Alex Zucker - Life and Career

Life and Career

Zucker was born in New Brunswick, New Jersey. From ages 4 to 17, he lived in East Lansing, Michigan. He attended college at UMass Amherst, obtaining a Bachelor of Science in Zoology in 1986. In 1990, he received a master's in international affairs from the School of International and Public Affairs at Columbia University, with a certificate from the Institute on East Central Europe.

During his years in Prague (1990–95), he worked as editor-translator for the English-language section of the Czech News Agency, copy editor–translator for the English-language newspaper Prognosis, and freelance translator for a variety of Czech- and English-language cultural reviews and litmags, including Raut, Trafika, Yazzyk, and Zlatý řez.

From 1996 to 2000, he copyedited for Swing, Condé Nast Traveler, Interview (magazine), and Vanity Fair (magazine), as well as for Aperture publishing house and Bookforum.

From 2002 to 2004, Zucker taught Czech at the NYU School of Continuing and Professional Studies.

Though currently in remission, his blog StickFinger — in Czech StrčPrst, from the tongue-twister Strč prst skrz krk ("Stick finger through throat") — focused variously on humanitarian aid to Iraq in the early days of the war, U.S. foreign policy, Arab and Muslim civil rights within the U.S., literature, language, translation, and life and how to live it.

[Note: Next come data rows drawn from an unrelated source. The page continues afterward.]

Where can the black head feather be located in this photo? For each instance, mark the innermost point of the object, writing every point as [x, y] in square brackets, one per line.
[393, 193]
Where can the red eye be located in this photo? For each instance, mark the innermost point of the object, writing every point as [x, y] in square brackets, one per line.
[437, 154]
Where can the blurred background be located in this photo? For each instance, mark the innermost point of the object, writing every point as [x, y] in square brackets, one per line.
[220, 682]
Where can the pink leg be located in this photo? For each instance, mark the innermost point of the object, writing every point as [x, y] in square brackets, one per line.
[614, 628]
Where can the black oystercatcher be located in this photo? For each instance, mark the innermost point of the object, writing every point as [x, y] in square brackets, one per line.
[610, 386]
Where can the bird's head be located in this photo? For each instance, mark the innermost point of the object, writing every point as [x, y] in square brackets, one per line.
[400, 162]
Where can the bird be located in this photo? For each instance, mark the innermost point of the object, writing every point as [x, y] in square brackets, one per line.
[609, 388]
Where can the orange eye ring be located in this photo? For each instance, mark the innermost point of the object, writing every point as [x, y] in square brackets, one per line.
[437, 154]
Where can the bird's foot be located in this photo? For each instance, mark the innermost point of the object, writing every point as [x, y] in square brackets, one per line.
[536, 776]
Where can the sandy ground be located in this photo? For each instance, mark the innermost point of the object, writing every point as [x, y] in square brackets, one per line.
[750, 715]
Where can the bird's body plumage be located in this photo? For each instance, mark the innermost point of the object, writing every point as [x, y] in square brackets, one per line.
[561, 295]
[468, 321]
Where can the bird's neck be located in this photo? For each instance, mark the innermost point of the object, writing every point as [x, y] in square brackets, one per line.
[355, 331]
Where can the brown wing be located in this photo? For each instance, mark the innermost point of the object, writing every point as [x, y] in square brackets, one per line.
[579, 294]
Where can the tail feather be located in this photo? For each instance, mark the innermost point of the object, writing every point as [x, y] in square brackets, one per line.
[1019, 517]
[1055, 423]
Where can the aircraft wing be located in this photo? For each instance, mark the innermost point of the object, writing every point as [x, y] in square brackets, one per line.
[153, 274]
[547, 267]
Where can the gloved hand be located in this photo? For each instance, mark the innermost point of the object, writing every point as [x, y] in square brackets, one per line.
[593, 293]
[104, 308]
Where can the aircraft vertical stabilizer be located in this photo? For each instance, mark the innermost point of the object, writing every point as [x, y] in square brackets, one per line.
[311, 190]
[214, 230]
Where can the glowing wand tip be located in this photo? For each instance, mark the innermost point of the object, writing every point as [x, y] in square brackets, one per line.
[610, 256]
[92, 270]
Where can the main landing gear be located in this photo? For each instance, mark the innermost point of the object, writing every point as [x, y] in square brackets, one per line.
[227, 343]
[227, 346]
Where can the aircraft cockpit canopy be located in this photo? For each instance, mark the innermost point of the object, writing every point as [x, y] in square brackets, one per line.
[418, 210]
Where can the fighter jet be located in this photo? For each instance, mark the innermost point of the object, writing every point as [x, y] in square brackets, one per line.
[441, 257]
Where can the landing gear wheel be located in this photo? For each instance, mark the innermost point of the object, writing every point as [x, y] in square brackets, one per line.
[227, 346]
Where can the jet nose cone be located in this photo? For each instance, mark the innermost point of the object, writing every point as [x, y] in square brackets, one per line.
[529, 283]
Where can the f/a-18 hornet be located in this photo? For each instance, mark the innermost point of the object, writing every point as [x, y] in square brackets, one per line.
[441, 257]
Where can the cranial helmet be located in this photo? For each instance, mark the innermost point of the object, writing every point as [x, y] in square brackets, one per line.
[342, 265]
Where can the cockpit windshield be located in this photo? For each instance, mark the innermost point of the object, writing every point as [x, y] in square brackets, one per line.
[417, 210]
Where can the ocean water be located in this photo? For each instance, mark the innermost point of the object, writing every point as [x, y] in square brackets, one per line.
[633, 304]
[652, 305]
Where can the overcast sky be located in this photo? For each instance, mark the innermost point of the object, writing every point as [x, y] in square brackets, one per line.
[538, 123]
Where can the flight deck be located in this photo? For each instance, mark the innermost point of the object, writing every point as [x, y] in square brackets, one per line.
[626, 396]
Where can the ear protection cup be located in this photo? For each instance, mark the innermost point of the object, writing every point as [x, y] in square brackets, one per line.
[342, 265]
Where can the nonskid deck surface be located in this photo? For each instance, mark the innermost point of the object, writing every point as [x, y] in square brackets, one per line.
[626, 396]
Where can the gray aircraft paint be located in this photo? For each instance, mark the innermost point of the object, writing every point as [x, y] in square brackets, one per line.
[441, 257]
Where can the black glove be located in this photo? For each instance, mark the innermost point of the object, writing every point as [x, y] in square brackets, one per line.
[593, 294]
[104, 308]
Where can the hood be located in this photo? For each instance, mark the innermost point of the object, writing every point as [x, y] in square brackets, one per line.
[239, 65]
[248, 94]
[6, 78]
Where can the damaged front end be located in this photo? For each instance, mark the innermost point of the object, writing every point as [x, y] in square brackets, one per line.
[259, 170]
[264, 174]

In 2010, Zucker won the National Translation Award for his translation of Petra Hůlová's début novel of 2002, All This Belongs to Me.

In 2011, he received a Creative Writing Fellowship from the National Endowment for the Arts to support his translation of the 1931 Czech classic Marketa Lazarová (novel), by Vladislav Vančura.

Currently Zucker lives in Greenpoint, Brooklyn and is employed at the Auschwitz Institute for Peace and Reconciliation, a nonprofit for genocide prevention with offices in New York City and Oświęcim.